Он перевел разговор на Мэрили Кемп. Он заявил, что она и всегда-то была неуклюжая, а тут еще к тому же напилась, вот и свалилась с лестницы. Мне кажется, он тогда уже сам всерьез этому верил. Ему, кстати, ничего не стоило показать мне, с какой именно лестницы, я ведь стоял на верхушке этой лестницы. Но он этого не сделал. По его мнению, мне достаточно было знать, что она свалилась с какой-то лестницы. Какая разница, с какой.
И в продолжение всего последующего разговора о Мэрили он ни разу больше не упомянул ее имя. Она превратилась в «женщин».
– Женщины никогда не признаются, что в чем-то виноваты, – сказал он. – В какие бы неприятности они ни влезли, они не успокоятся, пока не найдут мужчину, на которого можно свалить ответственность. Правда?
– Правда.
– Ничего не способны принять иначе, чем на свой счет. Можешь о них и не упоминать, вообще не знать, что они рядом, и все равно каждое твое слово они будут считать направленным в их сторону. Замечал?
– Так точно, – сказал я. Теперь, когда он обратил на это внимание, мне казалось, что я и в самом деле замечал такое.
– А время от времени они еще воображают, будто лучше тебя понимают в том, чем ты занимаешься. – сказал он. – Гнать их надо, иначе испортят все, что смогут! У них свое дело, у нас свое. Мы никогда не пытаемся их запрячь в свою работу, а они нас впрягают при первой возможности. Слушай и запоминай.
– Так точно.
– Никогда не связывайся с женщиной, которая хочет быть мужчиной. Это значит, что она не собирается выполнять то, что положено женщинам – то есть, тебе придется делать и то, что положено мужчинам, и то, что положено женщинам. Ты понял?
– Так точно, понял, – сказал я.
Дальше он сказал, что женщины не способны достичь успеха в области искусства, науки, политики, промышленности, поскольку их главное предназначение – рожать детей, поддерживать мужчин и вести хозяйство. Это утверждение он предложил мне попытаться опровергнуть, назвав десять женщин, которые отличились в какой-либо сфере, кроме домашней.
Думаю, что сейчас десятерых я бы нашел, но тогда в голову мне пришла единственно лишь святая Иоанна.
– Жанна д’Арк, – сказал он, – была гермафродитом!
18
Не знаю, каким образом это вписывается в мой рассказ, возможно, что и никаким. Во всяком случае, это самая незначительная деталь в истории абстрактного экспрессионизма, какую только можно себе представить, и тем не менее.
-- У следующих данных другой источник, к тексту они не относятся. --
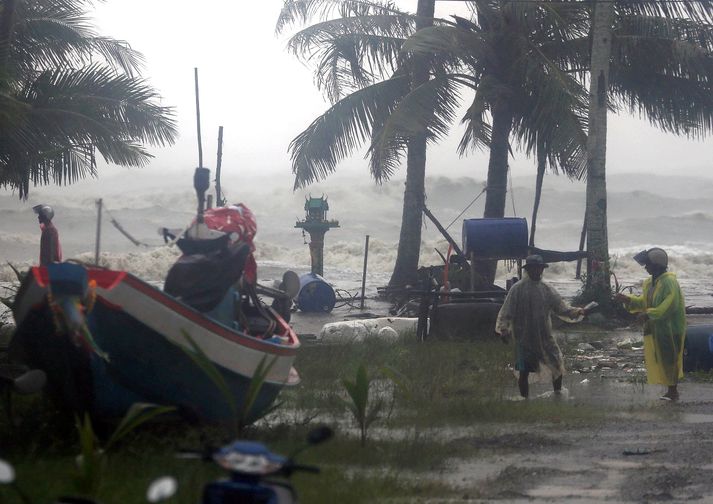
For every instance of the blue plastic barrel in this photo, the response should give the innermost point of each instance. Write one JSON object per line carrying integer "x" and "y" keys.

Кухарка, которая, ворча, выдала мне мой первый нью-йоркский ужин, которая все время повторяла: «И что дальше? И что дальше?», умерла через две недели после моего прибытия. Вот в чем заключался ответ на ее извечный вопрос: дальше она упадет замертво в «Фармации Тертл-Бэй», аптеке в двух кварталах от дома[52].
Но вот какая подробность: гробовщик выяснил, что она была не то, чтобы женщиной, и не то, чтобы мужчиной. Она была немного и тем, и другим. Она была гермафродитом.
И еще более незначительное примечание: должность повара при Дэне Грегори немедленно перешла к Сэму Ву, владельцу китайской прачечной.
* * *
Мэрили вернулась из больницы, в кресле-каталке, на третий день после моего прибытия. Дэн Грегори не вышел ее встречать. Думаю, он не оторвался бы от работы, даже если бы в доме случился пожар. В этом он походил на моего отца с его ковбойскими сапогами, или на Терри Китчена с краскопультом, или на Джексона Поллока, брызжущего краской на расстеленный холст: когда он творил, весь остальной мир переставал существовать.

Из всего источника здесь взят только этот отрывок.